On-device text-to-speech in 2026 still feels like it should be solved — and yet every practical option has a catch. Cloud APIs (ElevenLabs, OpenAI TTS) charge per character and send your audio to someone else's servers. Local heavyweights like Bark and XTTS demand 4–8GB of VRAM and take several seconds to synthesize a single sentence. Kokoro is excellent but clocks in at 82MB even in its smallest form, and still has dependency weight that makes shipping it non-trivial.

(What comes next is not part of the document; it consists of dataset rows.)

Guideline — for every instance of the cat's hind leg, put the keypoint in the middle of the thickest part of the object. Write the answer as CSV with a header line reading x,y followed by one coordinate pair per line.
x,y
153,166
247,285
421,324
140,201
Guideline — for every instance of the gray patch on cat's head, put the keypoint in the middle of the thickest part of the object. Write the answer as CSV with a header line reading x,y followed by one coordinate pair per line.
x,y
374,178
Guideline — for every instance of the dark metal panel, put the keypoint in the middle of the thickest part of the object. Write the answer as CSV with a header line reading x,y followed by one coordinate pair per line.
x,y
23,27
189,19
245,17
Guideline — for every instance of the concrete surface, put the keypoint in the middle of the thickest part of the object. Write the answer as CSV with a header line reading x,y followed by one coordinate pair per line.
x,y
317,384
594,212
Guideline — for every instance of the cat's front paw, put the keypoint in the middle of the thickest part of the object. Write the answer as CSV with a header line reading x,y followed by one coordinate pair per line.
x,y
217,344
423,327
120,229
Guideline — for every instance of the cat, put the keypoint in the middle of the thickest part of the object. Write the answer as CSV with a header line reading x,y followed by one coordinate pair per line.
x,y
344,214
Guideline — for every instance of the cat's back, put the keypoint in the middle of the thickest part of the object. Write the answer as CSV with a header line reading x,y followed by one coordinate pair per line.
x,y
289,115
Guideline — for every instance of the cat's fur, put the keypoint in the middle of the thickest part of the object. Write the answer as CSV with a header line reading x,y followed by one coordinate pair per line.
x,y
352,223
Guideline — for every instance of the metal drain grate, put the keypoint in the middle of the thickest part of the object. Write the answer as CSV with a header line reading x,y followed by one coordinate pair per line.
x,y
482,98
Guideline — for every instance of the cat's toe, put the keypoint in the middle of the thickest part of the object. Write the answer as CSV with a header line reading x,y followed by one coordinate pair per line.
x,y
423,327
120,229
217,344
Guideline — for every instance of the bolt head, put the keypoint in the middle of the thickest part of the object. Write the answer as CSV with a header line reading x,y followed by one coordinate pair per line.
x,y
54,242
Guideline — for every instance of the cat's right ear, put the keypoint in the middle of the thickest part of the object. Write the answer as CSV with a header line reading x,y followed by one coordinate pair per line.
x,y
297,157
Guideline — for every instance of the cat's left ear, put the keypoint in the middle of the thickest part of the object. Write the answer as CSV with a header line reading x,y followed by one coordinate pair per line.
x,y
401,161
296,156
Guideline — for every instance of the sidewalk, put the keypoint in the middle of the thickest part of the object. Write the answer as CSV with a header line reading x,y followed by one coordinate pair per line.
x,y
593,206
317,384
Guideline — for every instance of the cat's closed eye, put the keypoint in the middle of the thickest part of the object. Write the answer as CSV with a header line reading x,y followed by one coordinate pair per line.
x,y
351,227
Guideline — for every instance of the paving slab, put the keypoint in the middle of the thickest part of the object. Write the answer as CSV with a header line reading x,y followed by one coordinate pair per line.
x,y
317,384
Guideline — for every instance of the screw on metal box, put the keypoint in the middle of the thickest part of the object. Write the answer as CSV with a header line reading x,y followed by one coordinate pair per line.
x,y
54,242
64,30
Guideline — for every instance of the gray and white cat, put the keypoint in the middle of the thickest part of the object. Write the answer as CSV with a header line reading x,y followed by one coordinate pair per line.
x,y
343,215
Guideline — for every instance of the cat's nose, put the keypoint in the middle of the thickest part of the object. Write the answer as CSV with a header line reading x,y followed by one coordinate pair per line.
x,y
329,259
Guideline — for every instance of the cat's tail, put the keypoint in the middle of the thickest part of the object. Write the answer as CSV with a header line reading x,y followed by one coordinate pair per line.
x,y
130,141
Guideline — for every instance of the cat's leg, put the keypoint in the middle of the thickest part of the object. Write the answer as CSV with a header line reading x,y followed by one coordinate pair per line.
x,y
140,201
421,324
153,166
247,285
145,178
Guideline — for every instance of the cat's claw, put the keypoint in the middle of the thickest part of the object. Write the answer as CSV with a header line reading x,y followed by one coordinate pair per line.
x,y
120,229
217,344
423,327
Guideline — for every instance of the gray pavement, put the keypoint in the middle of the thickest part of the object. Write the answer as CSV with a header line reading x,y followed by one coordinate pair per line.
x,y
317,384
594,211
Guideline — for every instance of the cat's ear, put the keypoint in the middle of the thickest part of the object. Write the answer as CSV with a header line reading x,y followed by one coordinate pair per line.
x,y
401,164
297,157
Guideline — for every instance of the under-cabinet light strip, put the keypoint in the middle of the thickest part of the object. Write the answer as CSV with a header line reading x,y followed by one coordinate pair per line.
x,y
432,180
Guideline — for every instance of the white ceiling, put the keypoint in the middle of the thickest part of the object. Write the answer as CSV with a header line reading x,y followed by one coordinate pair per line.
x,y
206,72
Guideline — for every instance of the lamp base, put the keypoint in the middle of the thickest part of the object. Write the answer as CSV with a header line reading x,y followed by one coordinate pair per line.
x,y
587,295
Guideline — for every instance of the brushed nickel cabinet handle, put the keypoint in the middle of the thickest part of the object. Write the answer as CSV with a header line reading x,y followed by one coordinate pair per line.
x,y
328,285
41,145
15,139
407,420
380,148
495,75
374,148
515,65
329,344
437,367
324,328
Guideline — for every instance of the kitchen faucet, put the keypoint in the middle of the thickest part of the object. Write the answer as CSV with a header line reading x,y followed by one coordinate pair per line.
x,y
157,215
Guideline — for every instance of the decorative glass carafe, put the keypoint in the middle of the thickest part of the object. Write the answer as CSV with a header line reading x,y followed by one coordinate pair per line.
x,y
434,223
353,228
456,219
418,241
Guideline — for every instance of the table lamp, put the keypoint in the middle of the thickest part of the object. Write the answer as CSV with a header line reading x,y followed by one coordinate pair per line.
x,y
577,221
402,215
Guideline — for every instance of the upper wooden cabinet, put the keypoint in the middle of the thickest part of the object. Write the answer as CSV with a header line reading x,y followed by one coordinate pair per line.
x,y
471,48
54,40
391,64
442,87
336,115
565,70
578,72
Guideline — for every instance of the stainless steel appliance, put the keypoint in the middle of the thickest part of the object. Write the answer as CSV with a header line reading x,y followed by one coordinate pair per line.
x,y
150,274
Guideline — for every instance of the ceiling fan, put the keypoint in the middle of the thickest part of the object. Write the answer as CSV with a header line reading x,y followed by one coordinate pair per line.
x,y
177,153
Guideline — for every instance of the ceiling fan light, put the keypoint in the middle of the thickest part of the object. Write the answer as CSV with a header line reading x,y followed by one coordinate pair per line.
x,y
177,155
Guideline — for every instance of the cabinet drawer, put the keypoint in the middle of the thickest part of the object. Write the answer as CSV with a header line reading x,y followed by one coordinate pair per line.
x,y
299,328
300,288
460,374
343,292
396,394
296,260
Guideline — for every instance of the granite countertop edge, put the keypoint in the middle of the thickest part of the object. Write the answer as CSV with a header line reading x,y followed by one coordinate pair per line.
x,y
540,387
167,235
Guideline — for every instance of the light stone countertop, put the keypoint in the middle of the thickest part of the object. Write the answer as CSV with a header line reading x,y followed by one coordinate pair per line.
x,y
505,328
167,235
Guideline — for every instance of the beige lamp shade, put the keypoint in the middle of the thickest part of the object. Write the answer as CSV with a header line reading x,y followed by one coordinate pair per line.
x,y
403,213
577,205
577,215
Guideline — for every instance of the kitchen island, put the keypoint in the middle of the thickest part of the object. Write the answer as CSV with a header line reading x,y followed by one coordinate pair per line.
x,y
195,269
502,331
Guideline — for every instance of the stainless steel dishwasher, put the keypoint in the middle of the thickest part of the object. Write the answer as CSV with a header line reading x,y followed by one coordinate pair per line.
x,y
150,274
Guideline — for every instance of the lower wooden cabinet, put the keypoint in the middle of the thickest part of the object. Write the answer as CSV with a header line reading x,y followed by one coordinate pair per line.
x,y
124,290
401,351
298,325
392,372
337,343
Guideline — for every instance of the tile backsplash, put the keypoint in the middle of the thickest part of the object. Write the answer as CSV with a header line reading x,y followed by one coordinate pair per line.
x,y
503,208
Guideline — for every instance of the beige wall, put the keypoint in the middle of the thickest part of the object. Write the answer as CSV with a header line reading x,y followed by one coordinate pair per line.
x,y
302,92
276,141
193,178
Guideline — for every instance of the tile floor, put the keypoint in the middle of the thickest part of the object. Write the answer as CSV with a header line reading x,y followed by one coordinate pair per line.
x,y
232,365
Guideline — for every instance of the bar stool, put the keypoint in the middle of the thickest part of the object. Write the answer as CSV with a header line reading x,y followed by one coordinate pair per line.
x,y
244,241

KittenTTS dropped on Hacker News this week with a deceptively simple claim: a 15-million-parameter TTS model in 25MB (int8), running on CPU without any GPU dependency, generating 24 kHz audio in real time. It collected 432 upvotes and 160 comments in under 18 hours — a reliable signal that developers immediately recognized what this unlocks.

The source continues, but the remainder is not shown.